For any bytecode language, it's important to understand how JITing works when you're testing performance.

In C#, compiled with optimizations enabled, it works with two passes:

  1. JIT the bytecode to be machine code
  2. Optimize the machine code

This means the first time a section of code is run, it is JIT'd, and the second time, it is optimized.

Code can be optimized in many ways, including inlining, unwinding, branching, etc. If you're interested in what happens, you'll have to look at the IL, but I won't get into that.

Measuring Time

There are three main ways to measure time in C# (Ignoring P/Invoke): DateTime.Now, DateTime.UTCNow, and StopWatch.

DateTime is not terribly useful, since it only has a resolution of 40ms, which, when it comes to measuring the performance of something, is ages. Also, while DateTime.UTCNow has decent performance, DateTime.Now is slow since it will resolve your timezone with each call.

So, for those reasons, I choose to use StopWatch. It has a much higher resolution, using QueryPerformanceCounter on Windows.

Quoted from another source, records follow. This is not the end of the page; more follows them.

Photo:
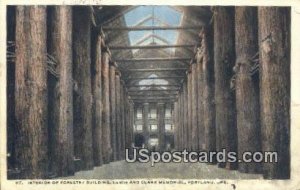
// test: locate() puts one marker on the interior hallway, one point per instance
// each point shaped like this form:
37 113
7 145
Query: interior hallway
124 170
86 82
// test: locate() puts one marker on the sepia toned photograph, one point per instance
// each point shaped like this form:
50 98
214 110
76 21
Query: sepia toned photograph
139 93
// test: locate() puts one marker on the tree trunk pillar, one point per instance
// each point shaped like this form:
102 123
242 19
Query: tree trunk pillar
97 101
112 100
61 95
146 123
224 58
118 115
274 52
161 126
31 92
194 106
247 102
106 130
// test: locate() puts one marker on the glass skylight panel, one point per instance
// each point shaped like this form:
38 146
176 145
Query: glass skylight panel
153 16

It's also just handy for measuring time, as it's specifically suited for this case.

To gain accuracy, we'll run a small snippet of code several million times, and then examine the data.

Even with all these samples, I usually like to run the test several times to make sure it's not affected by outside factors, such as other processes running on the system.

Practical Use

Now, let's talk practicality. Let's say I want to examine the overhead of calling a virtual method compared to that of calling a normal method.

Here's the code I wrote:

using System;
using System.Linq;
using System.Diagnostics;

namespace test
{
    public class ClassControl
    {
        public void Test()
        {}
    }

    public class ClassBase
    {
        public virtual void Test()
        {}
    }

    public class ClassOverride : ClassBase
    {
        public override void Test ()
        {

        }
    }

    static class MainClass
    {
        public static void Main (string[] args)
        {
            const int ITERATIONS = 100000000;
            var sw = new Stopwatch ();

            //Test Control
            var control = new ClassControl ();
            sw.Start ();
            for (int i=0; i<ITERATIONS; ++i)
            {
                control.Test ();
            }
            sw.Stop ();
            Console.WriteLine ("Control took {0}ms, {1}ms/each", sw.ElapsedMilliseconds, sw.ElapsedMilliseconds / (double)ITERATIONS);
            sw.Reset ();

            //Test virt
            var virt = new ClassOverride ();
            sw.Start ();
            for (int i=0; i<ITERATIONS; ++i)
            {
                virt.Test ();
            }
            sw.Stop ();
            Console.WriteLine ("Virtual took {0}ms, {1}ms/each", sw.ElapsedMilliseconds, sw.ElapsedMilliseconds / (double)ITERATIONS);
            sw.Reset ();
        }
    }
}

On my system, Linux Mint, running Mono 3.2.8, on 64 bit:

Control took 43ms, 4.3E-07ms/each
Virtual took 213ms, 2.13E-06ms/each

It's important to note that we're performance testing everything between sw.Start and sw.Stop. This means the for-loop itself, and anything else we have in there. That's why I try to simplify it at much as possible. Or, when I can't simplify it, I standardize it across all tests.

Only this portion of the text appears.